Impact of the primary care curriculum and its teaching formats on medical students' perception of primary care: a cross-sectional study
Web of Science
AuthorChung, C; Maisonneuve, H; Pfarrwaller, E; Audetat, M-C; Birchmeier, A; Herzig, L; Bischoff, T; Sommer, J; Haller, DM
Source TitleBMC Family Practice
PublisherBIOMED CENTRAL LTD
University of Melbourne Author/sHaller-Hester, Dagmar
Document TypeJournal Article
CitationsChung, C., Maisonneuve, H., Pfarrwaller, E., Audetat, M. -C., Birchmeier, A., Herzig, L., Bischoff, T., Sommer, J. & Haller, D. M. (2016). Impact of the primary care curriculum and its teaching formats on medical students' perception of primary care: a cross-sectional study.
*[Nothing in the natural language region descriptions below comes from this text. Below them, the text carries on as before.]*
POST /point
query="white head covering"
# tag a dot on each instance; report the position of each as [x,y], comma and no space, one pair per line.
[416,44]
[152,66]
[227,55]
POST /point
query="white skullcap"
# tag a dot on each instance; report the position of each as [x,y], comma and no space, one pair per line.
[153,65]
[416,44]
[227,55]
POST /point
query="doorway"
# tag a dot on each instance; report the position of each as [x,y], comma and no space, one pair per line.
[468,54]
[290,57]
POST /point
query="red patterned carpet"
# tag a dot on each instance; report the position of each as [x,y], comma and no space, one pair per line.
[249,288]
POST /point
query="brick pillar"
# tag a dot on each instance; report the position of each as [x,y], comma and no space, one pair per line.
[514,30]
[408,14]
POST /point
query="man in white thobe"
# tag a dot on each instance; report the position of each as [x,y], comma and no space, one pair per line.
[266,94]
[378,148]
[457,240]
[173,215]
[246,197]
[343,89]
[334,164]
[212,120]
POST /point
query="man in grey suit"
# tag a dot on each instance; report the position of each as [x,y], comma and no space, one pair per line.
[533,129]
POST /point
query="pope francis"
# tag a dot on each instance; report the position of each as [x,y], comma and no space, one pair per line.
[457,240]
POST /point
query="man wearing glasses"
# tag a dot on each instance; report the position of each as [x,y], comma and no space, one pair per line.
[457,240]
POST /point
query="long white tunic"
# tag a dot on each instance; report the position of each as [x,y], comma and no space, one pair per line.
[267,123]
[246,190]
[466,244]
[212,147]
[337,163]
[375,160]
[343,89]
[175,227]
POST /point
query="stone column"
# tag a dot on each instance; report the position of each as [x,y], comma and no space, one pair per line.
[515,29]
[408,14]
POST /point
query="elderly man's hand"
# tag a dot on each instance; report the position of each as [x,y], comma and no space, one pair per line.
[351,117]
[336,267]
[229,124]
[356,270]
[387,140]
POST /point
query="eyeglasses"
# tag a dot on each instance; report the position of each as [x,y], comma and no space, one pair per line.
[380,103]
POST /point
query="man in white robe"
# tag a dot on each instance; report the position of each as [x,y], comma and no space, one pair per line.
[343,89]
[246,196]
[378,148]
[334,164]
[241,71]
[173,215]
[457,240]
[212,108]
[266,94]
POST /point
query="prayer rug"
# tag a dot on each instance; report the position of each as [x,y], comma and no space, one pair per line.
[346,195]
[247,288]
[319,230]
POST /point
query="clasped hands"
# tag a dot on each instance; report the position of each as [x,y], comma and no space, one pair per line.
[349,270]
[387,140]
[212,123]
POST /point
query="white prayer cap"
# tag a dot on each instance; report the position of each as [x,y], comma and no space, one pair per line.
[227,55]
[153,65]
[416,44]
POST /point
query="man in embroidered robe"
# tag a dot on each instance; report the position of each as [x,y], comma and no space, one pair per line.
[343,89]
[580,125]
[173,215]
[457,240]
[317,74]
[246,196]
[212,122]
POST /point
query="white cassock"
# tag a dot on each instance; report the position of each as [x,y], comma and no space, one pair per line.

BMC FAMILY PRACTICE, 17 (1), https://doi.org/10.1186/s12875-016-0532-x.
Access StatusOpen Access
BACKGROUND: Switzerland is facing an impending primary care workforce crisis since almost half of all primary care physicians are expected to retire in the next decade. Only a minority of medical students choose a primary care specialty, further deepening the workforce shortage. It is therefore essential to identify ways to promote the choice of a primary care career. The aim of the present study was to explore students' views about the undergraduate primary care teaching curriculum and different teaching formats, and to evaluate the possible impact of these views on students' perceptions of primary care. METHODS: We surveyed fifth year medical students from the Medical Faculties in Geneva and Lausanne, Switzerland (n = 285) with a four sections electronic questionnaire. We carried out descriptive analyses presented as frequencies for categorical data, and means and/or medians for continuous data. RESULTS: The response rate was 43 %. Overall, primary care teaching had a positive impact on students' image of primary care. In Lausanne, primary care curricular components were rated more positively than in Geneva. Curricular components that were not part of the primary care teaching, but were nevertheless cited by some students, were frequently perceived as having a negative impact. CONCLUSIONS: The primary care curriculum at Lausanne and Geneva Universities positively influences students' perceptions of this discipline. However, there are shortcomings in both the structure and the content of both the primary care and hidden curriculum that may contribute to perpetuating a negative image of this specialization.